Unforgettable Oral Histories

Some stories reach right out, grab you, and won’t let you go. Stories like the one Geraldine Hall-Taylor told about going up the fire escape behind the theater as a child, so she could watch movies from the balcony reserved for “colored” audiences. She was afraid of heights and climbed the stairs with her hands on each step. Descending when the show was over, she sat carefully and plopped down the stairs on her bottom.

The Wake Forest Historical Museum is very fortunate to have received a generous grant from the North Carolina Humanities Council to record the oral histories of three local women who grew up in town many years ago and can describe what life was like. Noted scholar and author Emily Herring Wilson (WFC ’62) conducted the interviews, posing questions that were both insightful and sensitive. Together with our subjects, Emily created a vibrant historical record that will deepen our understanding of the reality women and girls experienced in the Town of Wake Forest dating back nearly a century.

Perhaps the most interesting aspect of these histories is the role played by mothers and grandmothers in imparting strength and wisdom– and a strong urge to succeed– in the young girls growing up in their care. A perfect example comes from Evelyn Jones, who recalled a memorable saying from her mother. It came in the form of marching orders, a demand to be something more than humble, quiet and demure. It was an expectation that

Evelyn would hold her head high, show her intelligence, and never back away from a fight: “I don’t take back. I don’t get back. No further than I will knock back. And ain’t nobody going to knock me back.”
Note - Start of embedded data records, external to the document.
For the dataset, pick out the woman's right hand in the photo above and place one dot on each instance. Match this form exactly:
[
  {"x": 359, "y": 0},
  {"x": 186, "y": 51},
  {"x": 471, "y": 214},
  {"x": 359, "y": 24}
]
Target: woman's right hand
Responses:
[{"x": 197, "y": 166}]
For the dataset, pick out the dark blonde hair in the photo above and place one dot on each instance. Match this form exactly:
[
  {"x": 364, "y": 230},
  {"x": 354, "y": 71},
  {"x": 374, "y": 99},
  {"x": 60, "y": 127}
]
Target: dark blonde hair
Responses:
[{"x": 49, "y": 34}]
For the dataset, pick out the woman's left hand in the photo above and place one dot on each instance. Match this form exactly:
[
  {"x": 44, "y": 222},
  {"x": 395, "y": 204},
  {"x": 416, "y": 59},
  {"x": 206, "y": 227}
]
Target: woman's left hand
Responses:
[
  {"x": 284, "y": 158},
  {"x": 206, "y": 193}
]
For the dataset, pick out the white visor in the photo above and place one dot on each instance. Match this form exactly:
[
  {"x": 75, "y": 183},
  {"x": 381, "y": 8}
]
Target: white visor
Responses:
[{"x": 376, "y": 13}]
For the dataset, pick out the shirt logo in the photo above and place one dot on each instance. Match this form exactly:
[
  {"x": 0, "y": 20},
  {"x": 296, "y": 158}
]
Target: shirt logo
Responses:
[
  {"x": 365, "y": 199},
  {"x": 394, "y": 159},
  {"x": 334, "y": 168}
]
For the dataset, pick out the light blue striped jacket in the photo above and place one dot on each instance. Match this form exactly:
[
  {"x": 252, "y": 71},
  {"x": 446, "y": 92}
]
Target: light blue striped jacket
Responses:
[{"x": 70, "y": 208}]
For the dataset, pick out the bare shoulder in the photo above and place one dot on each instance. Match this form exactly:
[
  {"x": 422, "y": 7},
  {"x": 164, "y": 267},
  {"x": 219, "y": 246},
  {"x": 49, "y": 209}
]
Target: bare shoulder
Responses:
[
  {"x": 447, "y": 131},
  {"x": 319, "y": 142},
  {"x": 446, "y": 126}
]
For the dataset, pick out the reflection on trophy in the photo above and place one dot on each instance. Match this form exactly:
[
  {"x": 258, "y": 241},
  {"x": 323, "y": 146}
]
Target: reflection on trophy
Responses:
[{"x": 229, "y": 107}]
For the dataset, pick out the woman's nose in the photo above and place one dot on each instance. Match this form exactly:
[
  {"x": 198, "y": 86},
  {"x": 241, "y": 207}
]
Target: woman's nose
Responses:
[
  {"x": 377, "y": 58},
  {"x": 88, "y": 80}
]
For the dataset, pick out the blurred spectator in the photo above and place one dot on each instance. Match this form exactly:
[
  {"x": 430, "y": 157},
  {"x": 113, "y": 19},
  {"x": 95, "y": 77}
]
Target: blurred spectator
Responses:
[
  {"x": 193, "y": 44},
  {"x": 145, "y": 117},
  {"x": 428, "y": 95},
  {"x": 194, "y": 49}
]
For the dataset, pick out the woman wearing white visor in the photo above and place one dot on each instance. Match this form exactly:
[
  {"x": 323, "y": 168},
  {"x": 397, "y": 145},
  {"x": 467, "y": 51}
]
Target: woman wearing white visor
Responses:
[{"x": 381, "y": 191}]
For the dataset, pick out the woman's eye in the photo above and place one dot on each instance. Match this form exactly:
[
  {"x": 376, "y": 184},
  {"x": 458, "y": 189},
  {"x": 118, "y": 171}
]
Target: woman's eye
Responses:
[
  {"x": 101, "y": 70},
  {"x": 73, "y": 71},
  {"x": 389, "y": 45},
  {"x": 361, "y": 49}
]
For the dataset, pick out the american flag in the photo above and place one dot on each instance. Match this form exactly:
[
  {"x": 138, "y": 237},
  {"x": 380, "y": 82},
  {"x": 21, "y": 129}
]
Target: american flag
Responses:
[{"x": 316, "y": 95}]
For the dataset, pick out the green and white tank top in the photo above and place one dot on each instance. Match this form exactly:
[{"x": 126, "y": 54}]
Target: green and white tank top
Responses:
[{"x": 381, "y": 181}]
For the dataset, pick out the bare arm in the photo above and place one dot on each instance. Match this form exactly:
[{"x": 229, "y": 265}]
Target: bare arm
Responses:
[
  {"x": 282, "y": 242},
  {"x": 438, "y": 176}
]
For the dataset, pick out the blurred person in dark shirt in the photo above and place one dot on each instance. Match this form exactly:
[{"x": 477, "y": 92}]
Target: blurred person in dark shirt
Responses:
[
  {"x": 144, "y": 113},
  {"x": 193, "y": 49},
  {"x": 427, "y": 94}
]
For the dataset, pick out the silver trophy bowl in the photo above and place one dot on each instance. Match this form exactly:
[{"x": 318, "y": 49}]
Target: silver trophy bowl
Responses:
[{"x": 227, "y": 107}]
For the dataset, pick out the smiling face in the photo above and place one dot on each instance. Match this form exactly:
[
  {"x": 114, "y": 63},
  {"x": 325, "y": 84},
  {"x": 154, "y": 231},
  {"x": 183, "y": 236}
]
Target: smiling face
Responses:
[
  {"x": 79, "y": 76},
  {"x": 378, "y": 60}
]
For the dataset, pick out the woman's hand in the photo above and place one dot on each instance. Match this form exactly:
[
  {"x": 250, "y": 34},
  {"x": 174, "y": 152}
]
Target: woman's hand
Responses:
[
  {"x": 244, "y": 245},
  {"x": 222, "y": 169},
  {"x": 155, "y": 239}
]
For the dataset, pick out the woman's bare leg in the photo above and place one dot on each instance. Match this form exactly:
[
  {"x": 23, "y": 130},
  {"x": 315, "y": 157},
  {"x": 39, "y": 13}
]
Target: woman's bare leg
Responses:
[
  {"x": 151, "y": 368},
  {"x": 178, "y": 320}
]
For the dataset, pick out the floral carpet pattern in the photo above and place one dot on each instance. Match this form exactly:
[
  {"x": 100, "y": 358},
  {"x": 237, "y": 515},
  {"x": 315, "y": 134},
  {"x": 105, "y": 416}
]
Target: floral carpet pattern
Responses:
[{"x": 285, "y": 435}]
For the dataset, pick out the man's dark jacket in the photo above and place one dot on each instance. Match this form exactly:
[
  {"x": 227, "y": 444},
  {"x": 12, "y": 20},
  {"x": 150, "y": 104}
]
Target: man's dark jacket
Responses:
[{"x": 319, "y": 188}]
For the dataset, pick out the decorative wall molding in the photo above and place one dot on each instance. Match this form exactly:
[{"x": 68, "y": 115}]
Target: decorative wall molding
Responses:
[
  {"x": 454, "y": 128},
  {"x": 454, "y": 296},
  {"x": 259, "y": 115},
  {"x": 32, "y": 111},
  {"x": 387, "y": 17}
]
A similar fighting spirit was found in Joyce Davis, who was born in 1917 in the Mill Village and also recalled a mother who made education, strength, morality and intelligence the most important aspects of her children’s upbringing. As the daughter of a working class couple, Joyce took competitive pride in outperforming the sons of Wake Forest College professors in the classroom at her public school. And to underscore her dedication to education, she still has her grade school primer, a book issued by the state of North Carolina and filled with words and information young children in the 1920s were expected to read, repeat and memorize.

The chance to learn from these women is an amazing opportunity for the museum and broader Wake Forest community. It is our honor to help preserve their stories for posterity. Thanks to the NCHC, we will be able to add their interviews to our full documentary film collection held in the Susan Powell Brinkley Library. Edited versions will be screened at a public forum on March 23, 2013 and will be utilized in a storytelling display associated with the new Women’s History exhibit.